NZ Army chefs have been helping feed up to 500 aircrew at a sitting – numbers they don’t normally get at home.

NZDF detachment commander, Flight Lieutenant Shirley Barakuta said the great thing about Exercise Pitch Black was that NZDF personnel were performing their roles as they would on operations.

“Our security forces have been patrolling the airfield and ensuring the security of the aircraft and people, our Aviation Fuel Specialists have been fuelling aircraft and monitoring fuel quality, our Air Load team have been loading aircraft, and our Caterers have been preparing and serving meals.”

Exercises such as Pitch Black provides a unique opportunity for NZDF personnel to practise their roles in an overseas environment in collaboration with other militaries, she said.

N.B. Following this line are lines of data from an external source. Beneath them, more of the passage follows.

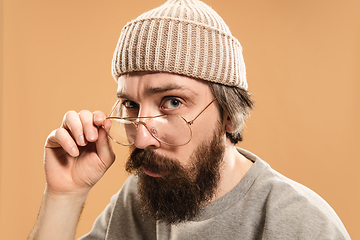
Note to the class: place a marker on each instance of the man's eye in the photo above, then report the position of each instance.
(172, 103)
(130, 104)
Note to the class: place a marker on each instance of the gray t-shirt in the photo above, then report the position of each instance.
(264, 205)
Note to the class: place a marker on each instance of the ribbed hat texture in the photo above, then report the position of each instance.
(186, 37)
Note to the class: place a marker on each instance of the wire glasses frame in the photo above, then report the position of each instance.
(172, 130)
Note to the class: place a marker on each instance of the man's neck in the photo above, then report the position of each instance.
(233, 169)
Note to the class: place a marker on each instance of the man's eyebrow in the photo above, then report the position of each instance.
(156, 90)
(166, 88)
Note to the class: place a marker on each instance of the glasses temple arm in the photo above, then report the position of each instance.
(192, 121)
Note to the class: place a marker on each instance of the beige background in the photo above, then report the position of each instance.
(303, 69)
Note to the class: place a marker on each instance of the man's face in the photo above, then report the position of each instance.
(174, 182)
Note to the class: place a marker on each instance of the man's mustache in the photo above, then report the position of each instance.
(147, 158)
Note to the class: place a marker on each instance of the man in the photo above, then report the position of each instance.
(182, 103)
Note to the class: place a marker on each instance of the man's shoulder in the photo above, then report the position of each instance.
(287, 204)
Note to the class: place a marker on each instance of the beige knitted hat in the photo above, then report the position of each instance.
(186, 37)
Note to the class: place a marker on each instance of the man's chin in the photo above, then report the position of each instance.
(150, 173)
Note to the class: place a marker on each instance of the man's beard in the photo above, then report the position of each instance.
(180, 192)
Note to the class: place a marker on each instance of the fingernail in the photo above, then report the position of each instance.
(82, 140)
(74, 151)
(92, 136)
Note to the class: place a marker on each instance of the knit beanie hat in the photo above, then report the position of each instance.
(185, 37)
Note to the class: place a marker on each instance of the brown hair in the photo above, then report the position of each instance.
(237, 103)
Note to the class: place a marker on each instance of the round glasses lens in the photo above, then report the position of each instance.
(169, 129)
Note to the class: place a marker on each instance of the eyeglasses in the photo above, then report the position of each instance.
(173, 130)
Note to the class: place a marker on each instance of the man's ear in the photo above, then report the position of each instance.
(228, 123)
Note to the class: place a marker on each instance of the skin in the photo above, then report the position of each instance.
(79, 152)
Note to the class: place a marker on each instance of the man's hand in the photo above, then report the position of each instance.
(76, 156)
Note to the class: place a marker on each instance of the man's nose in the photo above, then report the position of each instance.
(144, 139)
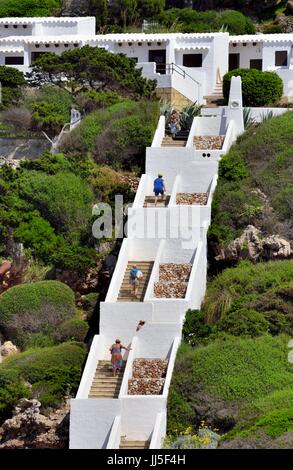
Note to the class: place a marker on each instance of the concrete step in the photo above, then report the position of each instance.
(127, 444)
(126, 287)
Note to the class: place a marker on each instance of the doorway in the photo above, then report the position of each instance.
(158, 56)
(234, 61)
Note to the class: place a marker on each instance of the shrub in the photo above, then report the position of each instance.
(51, 109)
(54, 372)
(11, 390)
(244, 322)
(32, 308)
(258, 88)
(72, 330)
(19, 118)
(227, 372)
(195, 328)
(235, 22)
(232, 167)
(248, 286)
(28, 7)
(251, 165)
(90, 100)
(64, 199)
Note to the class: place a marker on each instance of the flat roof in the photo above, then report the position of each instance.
(284, 37)
(45, 19)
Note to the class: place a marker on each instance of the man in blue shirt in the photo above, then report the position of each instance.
(159, 187)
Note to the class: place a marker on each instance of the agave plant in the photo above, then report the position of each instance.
(266, 116)
(187, 114)
(248, 120)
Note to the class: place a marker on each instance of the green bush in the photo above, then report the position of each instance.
(258, 88)
(63, 199)
(251, 165)
(243, 322)
(54, 372)
(226, 373)
(11, 80)
(195, 329)
(31, 8)
(72, 330)
(235, 22)
(249, 286)
(90, 100)
(51, 109)
(32, 308)
(186, 20)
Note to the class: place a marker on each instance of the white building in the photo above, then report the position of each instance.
(107, 412)
(190, 64)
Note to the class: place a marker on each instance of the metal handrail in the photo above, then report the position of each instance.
(172, 67)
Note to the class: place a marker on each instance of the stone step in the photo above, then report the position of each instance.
(107, 380)
(127, 444)
(126, 287)
(104, 395)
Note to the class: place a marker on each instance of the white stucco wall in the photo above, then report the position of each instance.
(91, 422)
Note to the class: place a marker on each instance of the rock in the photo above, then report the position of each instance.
(285, 22)
(147, 376)
(173, 280)
(192, 198)
(150, 368)
(28, 428)
(131, 180)
(252, 244)
(208, 142)
(289, 8)
(8, 349)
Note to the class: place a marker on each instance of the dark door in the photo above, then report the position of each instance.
(234, 61)
(256, 64)
(158, 56)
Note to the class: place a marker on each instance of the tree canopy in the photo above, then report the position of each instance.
(91, 67)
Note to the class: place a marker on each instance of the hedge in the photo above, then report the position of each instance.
(39, 307)
(53, 373)
(258, 88)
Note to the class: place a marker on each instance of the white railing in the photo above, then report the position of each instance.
(174, 191)
(229, 137)
(194, 271)
(115, 434)
(118, 274)
(212, 190)
(160, 132)
(171, 363)
(141, 192)
(97, 352)
(191, 135)
(159, 431)
(128, 369)
(155, 272)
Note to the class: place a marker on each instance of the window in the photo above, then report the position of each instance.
(192, 60)
(281, 58)
(14, 60)
(36, 55)
(256, 64)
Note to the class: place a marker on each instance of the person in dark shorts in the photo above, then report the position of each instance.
(159, 188)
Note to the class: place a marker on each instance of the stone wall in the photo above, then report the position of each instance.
(176, 98)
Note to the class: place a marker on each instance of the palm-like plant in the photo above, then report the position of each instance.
(187, 114)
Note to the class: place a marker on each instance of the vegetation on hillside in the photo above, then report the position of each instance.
(48, 374)
(258, 88)
(28, 8)
(232, 383)
(232, 371)
(255, 184)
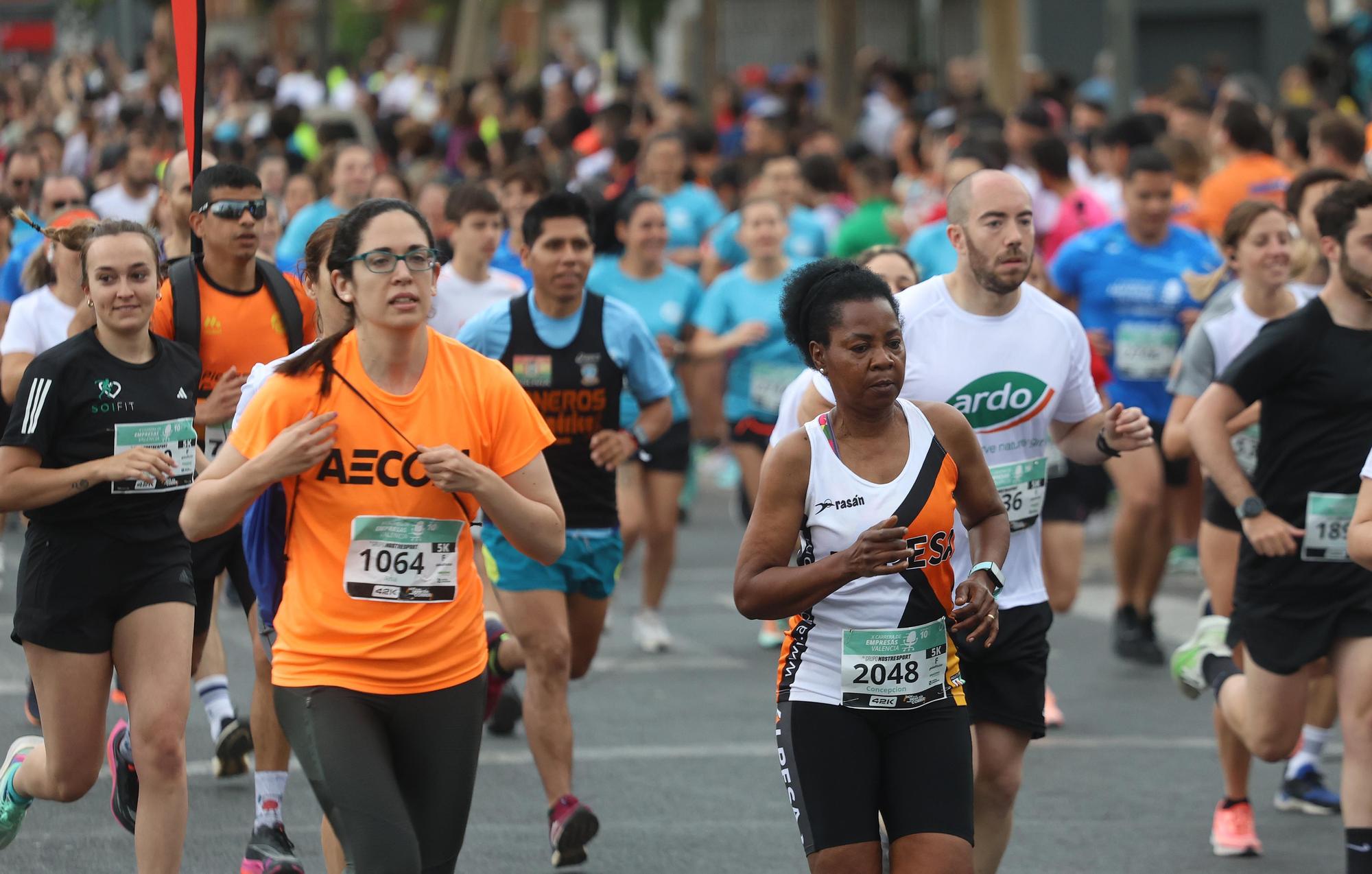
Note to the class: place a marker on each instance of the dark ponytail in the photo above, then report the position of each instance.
(816, 293)
(348, 239)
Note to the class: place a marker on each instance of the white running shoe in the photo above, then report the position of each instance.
(1208, 640)
(651, 633)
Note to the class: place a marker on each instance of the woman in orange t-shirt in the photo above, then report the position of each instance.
(388, 440)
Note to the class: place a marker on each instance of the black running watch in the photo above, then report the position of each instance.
(1251, 508)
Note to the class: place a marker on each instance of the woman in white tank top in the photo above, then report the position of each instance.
(871, 718)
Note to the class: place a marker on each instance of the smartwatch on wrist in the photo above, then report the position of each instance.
(994, 573)
(1251, 508)
(1109, 452)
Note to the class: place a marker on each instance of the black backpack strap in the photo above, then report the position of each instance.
(186, 304)
(286, 304)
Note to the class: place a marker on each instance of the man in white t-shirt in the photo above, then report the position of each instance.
(137, 193)
(469, 285)
(1019, 367)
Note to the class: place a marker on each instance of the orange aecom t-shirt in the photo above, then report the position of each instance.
(335, 628)
(238, 329)
(1248, 178)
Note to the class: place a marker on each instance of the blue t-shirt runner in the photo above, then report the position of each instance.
(805, 238)
(761, 373)
(1134, 296)
(666, 304)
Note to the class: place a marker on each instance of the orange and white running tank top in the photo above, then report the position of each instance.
(880, 643)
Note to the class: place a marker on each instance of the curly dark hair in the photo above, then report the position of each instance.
(814, 296)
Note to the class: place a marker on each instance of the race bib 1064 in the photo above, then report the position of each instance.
(175, 438)
(1327, 521)
(895, 669)
(403, 559)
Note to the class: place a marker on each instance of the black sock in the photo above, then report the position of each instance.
(1359, 843)
(1216, 670)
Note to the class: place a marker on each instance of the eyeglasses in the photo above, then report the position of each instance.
(234, 209)
(383, 261)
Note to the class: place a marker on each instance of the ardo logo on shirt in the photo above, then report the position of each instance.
(1001, 401)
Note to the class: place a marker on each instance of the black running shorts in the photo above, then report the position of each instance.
(842, 768)
(1285, 629)
(78, 582)
(212, 558)
(1216, 510)
(672, 452)
(1175, 471)
(1082, 492)
(1006, 683)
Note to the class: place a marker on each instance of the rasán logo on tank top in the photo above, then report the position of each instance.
(1001, 401)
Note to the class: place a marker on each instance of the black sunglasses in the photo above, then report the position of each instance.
(235, 209)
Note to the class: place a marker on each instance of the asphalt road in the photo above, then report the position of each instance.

“This ensures that our people are combat capable, trained, equipped and ready to contribute to international peace and security.”

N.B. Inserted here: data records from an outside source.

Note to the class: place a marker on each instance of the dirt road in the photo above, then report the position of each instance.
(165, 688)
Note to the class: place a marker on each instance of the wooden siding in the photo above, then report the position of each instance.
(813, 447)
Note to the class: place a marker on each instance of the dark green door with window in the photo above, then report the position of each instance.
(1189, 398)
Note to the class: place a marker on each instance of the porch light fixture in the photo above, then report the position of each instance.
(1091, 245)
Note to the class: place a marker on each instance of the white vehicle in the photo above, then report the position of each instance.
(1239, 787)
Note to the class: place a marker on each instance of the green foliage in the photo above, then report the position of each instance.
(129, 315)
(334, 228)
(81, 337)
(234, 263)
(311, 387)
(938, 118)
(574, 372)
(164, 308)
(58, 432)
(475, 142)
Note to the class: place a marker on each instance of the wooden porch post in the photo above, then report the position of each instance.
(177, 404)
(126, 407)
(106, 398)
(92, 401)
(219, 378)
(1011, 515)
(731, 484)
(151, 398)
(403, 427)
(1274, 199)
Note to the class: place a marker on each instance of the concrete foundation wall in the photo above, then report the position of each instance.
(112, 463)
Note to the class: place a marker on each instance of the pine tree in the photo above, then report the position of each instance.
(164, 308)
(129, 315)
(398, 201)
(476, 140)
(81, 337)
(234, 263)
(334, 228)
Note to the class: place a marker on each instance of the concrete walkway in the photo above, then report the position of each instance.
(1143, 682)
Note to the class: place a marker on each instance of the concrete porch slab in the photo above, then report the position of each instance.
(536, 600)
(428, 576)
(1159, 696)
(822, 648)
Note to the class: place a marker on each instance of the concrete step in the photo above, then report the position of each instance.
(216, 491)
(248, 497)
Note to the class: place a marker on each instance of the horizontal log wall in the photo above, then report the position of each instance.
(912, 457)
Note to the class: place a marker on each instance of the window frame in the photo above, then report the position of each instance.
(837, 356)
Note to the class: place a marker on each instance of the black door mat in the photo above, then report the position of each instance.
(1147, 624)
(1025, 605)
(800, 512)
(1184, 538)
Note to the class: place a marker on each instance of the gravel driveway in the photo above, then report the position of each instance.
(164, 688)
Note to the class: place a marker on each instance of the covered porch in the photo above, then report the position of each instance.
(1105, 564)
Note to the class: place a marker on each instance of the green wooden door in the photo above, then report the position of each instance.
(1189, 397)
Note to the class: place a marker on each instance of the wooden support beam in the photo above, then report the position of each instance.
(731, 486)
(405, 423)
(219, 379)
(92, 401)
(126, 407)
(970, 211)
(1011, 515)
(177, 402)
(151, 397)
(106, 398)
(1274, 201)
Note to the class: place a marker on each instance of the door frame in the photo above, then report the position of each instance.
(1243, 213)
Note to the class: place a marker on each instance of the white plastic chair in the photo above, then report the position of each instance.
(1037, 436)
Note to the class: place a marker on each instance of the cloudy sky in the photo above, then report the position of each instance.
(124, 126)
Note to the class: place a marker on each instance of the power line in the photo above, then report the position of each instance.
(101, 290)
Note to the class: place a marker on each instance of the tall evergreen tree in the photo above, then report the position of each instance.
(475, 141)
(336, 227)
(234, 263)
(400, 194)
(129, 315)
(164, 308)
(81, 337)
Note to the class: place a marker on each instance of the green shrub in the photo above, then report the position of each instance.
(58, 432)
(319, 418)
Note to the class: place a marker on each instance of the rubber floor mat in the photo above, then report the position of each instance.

RNZAF and RAAF personnel give a security demonstration during the public open day at RAAF Base Darwin during Exercise Pitch Black.

“We have shown that we can work well with RAAF units at the bases in Darwin and Tindal. This has fostered multinational cooperation and trust, enhancing interoperability with a range of other nations.”

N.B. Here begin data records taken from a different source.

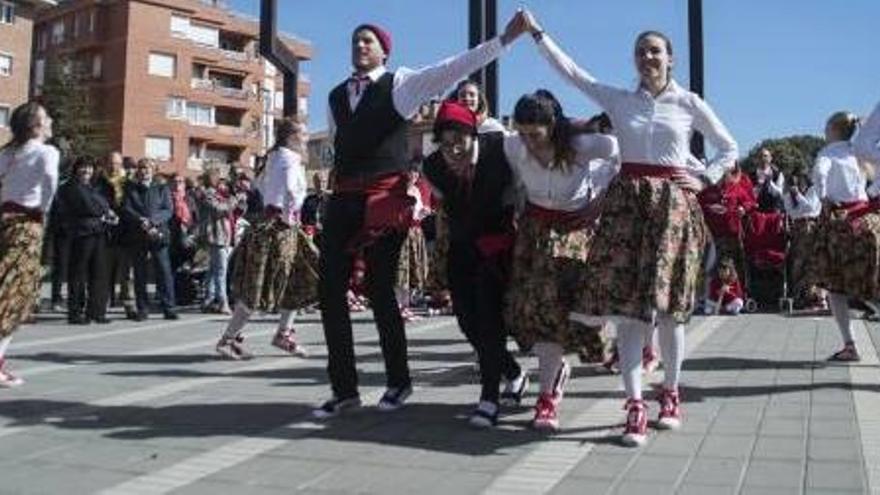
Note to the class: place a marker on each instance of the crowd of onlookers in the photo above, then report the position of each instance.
(118, 224)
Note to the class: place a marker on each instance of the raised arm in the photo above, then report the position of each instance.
(717, 134)
(412, 88)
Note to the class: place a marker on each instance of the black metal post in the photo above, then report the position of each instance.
(695, 35)
(281, 57)
(483, 22)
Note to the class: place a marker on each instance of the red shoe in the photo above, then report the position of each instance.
(670, 410)
(7, 379)
(635, 432)
(546, 418)
(285, 340)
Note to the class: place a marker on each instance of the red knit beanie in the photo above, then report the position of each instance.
(383, 35)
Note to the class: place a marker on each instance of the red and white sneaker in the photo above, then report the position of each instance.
(546, 417)
(285, 339)
(233, 348)
(635, 432)
(670, 410)
(650, 361)
(7, 379)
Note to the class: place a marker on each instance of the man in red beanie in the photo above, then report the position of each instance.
(476, 182)
(369, 121)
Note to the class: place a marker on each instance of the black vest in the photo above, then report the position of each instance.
(372, 140)
(481, 207)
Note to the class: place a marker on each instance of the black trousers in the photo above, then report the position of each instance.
(478, 286)
(162, 271)
(61, 244)
(344, 217)
(88, 283)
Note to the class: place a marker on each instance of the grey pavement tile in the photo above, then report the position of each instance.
(715, 471)
(602, 466)
(727, 446)
(772, 473)
(776, 447)
(695, 489)
(656, 468)
(579, 486)
(832, 449)
(835, 428)
(784, 427)
(835, 475)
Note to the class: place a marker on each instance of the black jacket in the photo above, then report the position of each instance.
(151, 202)
(82, 208)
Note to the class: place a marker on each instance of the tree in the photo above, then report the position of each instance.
(794, 155)
(77, 130)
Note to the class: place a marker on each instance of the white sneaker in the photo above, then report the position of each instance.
(394, 398)
(7, 379)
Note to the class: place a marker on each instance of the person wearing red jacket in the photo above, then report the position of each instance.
(725, 291)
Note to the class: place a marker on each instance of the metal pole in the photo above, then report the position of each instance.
(281, 57)
(695, 35)
(483, 21)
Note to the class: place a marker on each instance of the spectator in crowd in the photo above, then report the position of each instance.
(87, 216)
(147, 210)
(220, 207)
(769, 183)
(112, 184)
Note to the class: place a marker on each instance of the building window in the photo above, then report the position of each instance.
(158, 148)
(175, 108)
(162, 64)
(7, 13)
(199, 114)
(179, 26)
(5, 65)
(97, 66)
(4, 115)
(58, 32)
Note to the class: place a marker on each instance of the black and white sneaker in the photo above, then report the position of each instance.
(515, 389)
(394, 398)
(335, 406)
(485, 415)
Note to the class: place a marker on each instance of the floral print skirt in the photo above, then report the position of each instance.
(276, 268)
(21, 242)
(647, 252)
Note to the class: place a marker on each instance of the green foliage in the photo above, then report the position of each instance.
(794, 155)
(77, 130)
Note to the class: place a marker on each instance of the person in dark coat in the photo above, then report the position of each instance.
(86, 215)
(147, 210)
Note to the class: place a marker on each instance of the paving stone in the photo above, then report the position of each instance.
(776, 474)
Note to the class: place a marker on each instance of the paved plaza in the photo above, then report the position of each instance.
(148, 408)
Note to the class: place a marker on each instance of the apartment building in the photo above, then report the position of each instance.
(180, 81)
(16, 29)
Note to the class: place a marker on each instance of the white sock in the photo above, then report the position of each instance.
(4, 344)
(630, 340)
(671, 349)
(549, 362)
(286, 320)
(239, 319)
(840, 310)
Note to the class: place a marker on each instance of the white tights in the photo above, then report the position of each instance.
(631, 336)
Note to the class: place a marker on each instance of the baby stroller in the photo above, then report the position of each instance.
(766, 245)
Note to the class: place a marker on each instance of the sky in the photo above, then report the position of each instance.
(773, 68)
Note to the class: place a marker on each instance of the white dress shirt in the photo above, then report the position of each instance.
(283, 183)
(652, 130)
(867, 142)
(569, 190)
(836, 177)
(29, 175)
(411, 88)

Leading Aircraftman, Katrina James, an Aviation Fuel Specialist, said it had been a “blast” working with the likes of the F-35 and F-22 fighter jets, which are among the most advanced aircraft in the world.

The sheer scale of the exercise and the organisation, along with so with many friendly forces from different countries, was amazing, she said.

“It’s been an adventure, and I feel blessed to have been a part of it. It’s been an amazing experience working with other nations and the gratitude that they’ve shown towards us. They’ve been pretty impressed with our work ethic and attitude to the job.”